Über die Verhandlungen, deretwegen Luder eigentlich nach Rom gereist war, erfährt man von ihm selbst, aber auch aus Ordensakten wenig. Es scheint, dass die beiden vor allem die Mahnung an Staupitz mitnahmen, den Streit bald zu beruhigen176. Das erfolgte dann auch: Anfang Mai 1512 nahm Luder – wohl um aus Rom zu berichten – an einem Ordenskapitel in Köln teil177, das der Befriedung des Ordens diente. Diese erfolgte freilich auf Kosten von Staupitz: Er musste den Plan, die Reformkongregation mit der sächsischen Ordensprovinz zu vereinigen, aufgeben und beschränkte sich fortan auf seine Funktion als Generalvikat der Ersteren178.

Für Luder aber brachte das Kapitel eine entscheidende Entwicklung: Noch in Köln wurde er zum Subprior des Wittenberger Klosters gewählt179 und kam damit endgültig, wie auch sein Vertrauter Johannes Lang, nach Wittenberg, in jene Stadt, die von nun an seinen Lebensumkreis bestimmen, in gewisser Hinsicht im Laufe seines Lebens auch zunehmend begrenzen und einengen sollte. Seit 1511 ist der Mittelpunkt seines Lebens an der mittleren Elbe, in einer kleinen Residenz- und Universitätsstadt, die ihren bald wachsenden Ruhm ihm verdankte.
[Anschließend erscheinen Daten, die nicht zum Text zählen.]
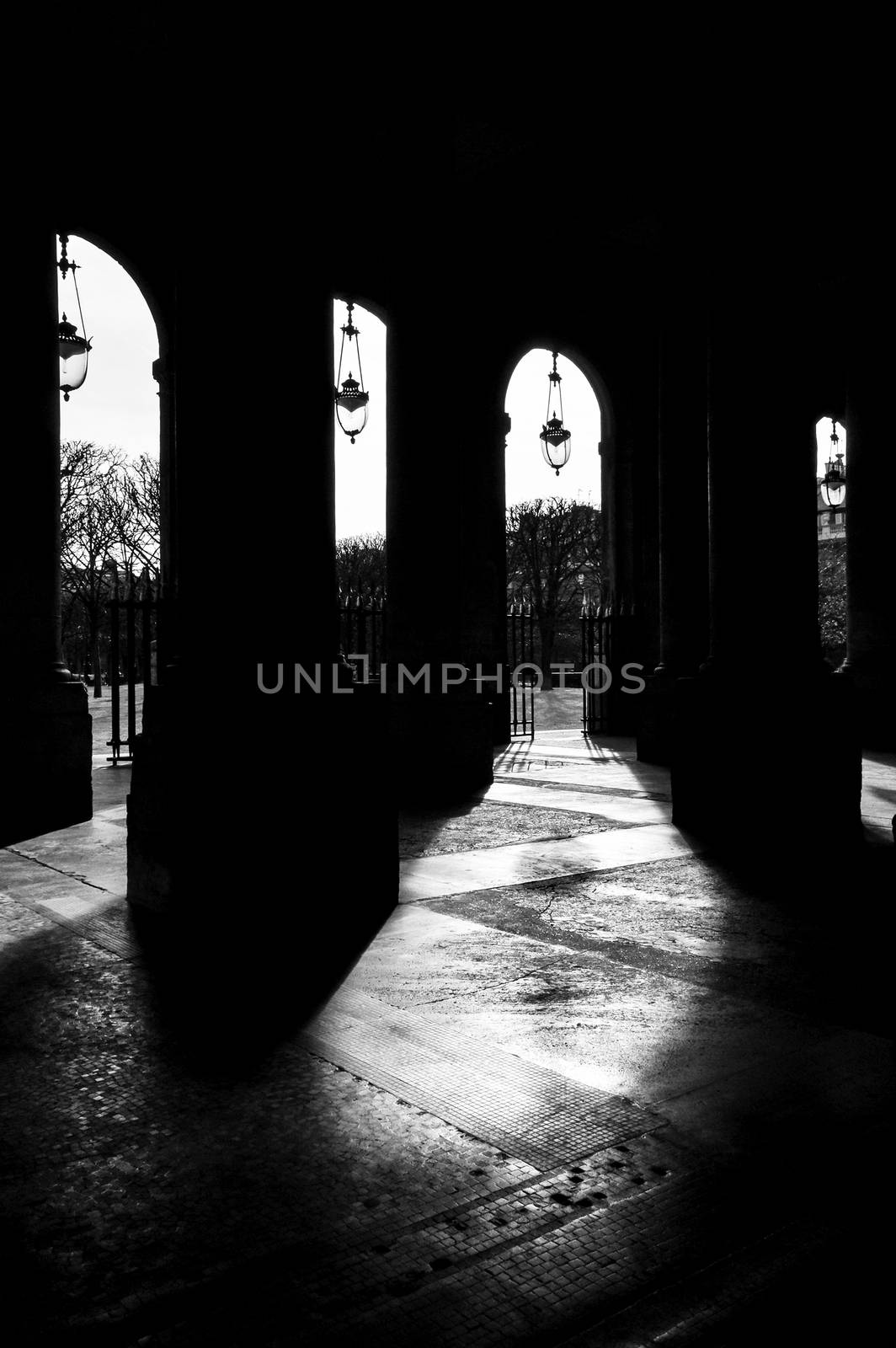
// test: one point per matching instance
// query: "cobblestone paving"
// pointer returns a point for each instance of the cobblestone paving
(158, 1195)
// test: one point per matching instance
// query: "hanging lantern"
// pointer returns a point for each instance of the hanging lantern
(557, 442)
(835, 482)
(350, 398)
(73, 347)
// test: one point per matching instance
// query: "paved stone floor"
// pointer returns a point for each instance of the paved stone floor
(588, 1085)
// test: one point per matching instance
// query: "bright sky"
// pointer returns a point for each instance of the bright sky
(360, 468)
(119, 404)
(119, 401)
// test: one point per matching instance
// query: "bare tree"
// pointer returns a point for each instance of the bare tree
(360, 564)
(554, 559)
(109, 532)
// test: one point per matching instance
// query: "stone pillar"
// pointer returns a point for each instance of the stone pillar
(244, 785)
(684, 505)
(871, 576)
(45, 723)
(442, 580)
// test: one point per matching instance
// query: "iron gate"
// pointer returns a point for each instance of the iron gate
(597, 654)
(132, 660)
(363, 634)
(520, 644)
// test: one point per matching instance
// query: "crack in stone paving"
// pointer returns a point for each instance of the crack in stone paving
(485, 987)
(69, 875)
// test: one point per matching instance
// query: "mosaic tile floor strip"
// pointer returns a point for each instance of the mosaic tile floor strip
(529, 1111)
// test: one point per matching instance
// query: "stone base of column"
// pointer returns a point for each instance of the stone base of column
(655, 728)
(875, 696)
(759, 766)
(47, 755)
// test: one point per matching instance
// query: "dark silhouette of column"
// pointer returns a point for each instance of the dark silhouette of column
(765, 693)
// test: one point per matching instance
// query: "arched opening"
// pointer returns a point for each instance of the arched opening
(360, 491)
(111, 499)
(554, 539)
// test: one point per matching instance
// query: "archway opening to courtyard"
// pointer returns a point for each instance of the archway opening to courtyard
(556, 572)
(111, 496)
(360, 489)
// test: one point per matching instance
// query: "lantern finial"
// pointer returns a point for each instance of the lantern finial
(350, 399)
(557, 442)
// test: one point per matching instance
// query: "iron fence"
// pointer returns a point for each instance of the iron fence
(361, 635)
(520, 645)
(134, 658)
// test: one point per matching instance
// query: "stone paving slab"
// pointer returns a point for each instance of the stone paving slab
(527, 1110)
(620, 809)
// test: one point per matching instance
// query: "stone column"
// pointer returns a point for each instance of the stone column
(444, 581)
(754, 748)
(684, 503)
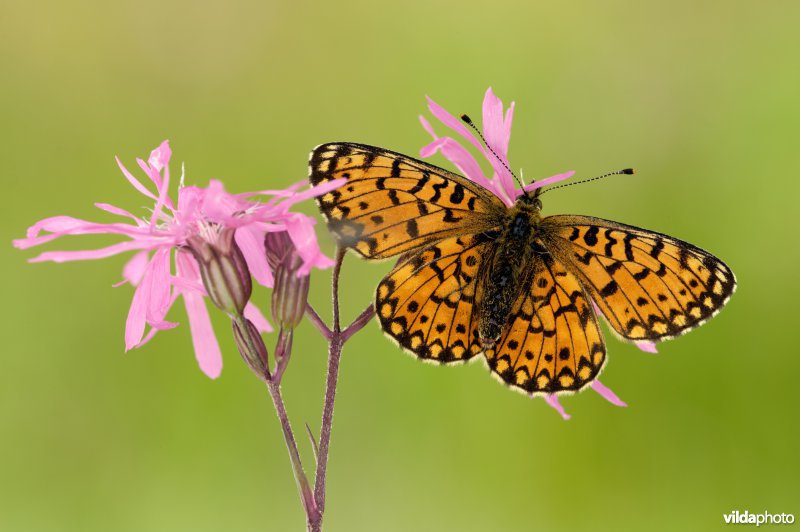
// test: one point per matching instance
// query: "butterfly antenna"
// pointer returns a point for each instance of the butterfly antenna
(626, 171)
(467, 120)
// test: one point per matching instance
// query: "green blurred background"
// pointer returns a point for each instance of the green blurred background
(700, 97)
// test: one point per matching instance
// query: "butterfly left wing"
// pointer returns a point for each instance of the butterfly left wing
(426, 302)
(392, 203)
(649, 286)
(552, 341)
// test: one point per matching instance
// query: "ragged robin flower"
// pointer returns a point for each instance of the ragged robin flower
(203, 224)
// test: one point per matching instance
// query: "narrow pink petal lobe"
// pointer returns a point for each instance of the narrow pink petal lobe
(647, 347)
(206, 347)
(606, 393)
(552, 400)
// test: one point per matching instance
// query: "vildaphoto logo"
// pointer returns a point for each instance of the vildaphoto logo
(746, 518)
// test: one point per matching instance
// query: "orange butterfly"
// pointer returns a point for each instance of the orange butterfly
(477, 276)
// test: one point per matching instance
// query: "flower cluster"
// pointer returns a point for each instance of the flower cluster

Und er ist im Umkreis einer neuen überragenden Persönlichkeit. Erst von jetzt an wird Staupitz zu der Figur, die sein Denken und seine Frömmigkeit prägt. Der ferne Generalvikar und Leiter der Reformkongregation ist nun Luders Mitbruder im Wittenberger Konvent; jedoch ist Staupitz nach Niederlegung seiner dortigen Professur 1512 nicht mehr allzu häufig anwesend. Lieber hält er sich im Südosten des Reichs, in München und in Salzburg, auf.180 Dennoch wird man den Wechsel der Vaterfigur in Luders Biographie nicht unterschätzen dürfen, der mit der römischen Episode verbunden ist: Von dem gelehrten, an scholastischer Theologie orientierten Natin kommt Luder nun in den Einflussbereich des souveränen Ordensmanagers, der zugleich von einer zutiefst innerlichen Frömmigkeit und Theologie geprägt ist – und der auch Luder selbst hierin so sehr prägen sollte, dass dieser Jahrzehnte später feststellte: „Staupicius hat die doctrinam angefangen“181.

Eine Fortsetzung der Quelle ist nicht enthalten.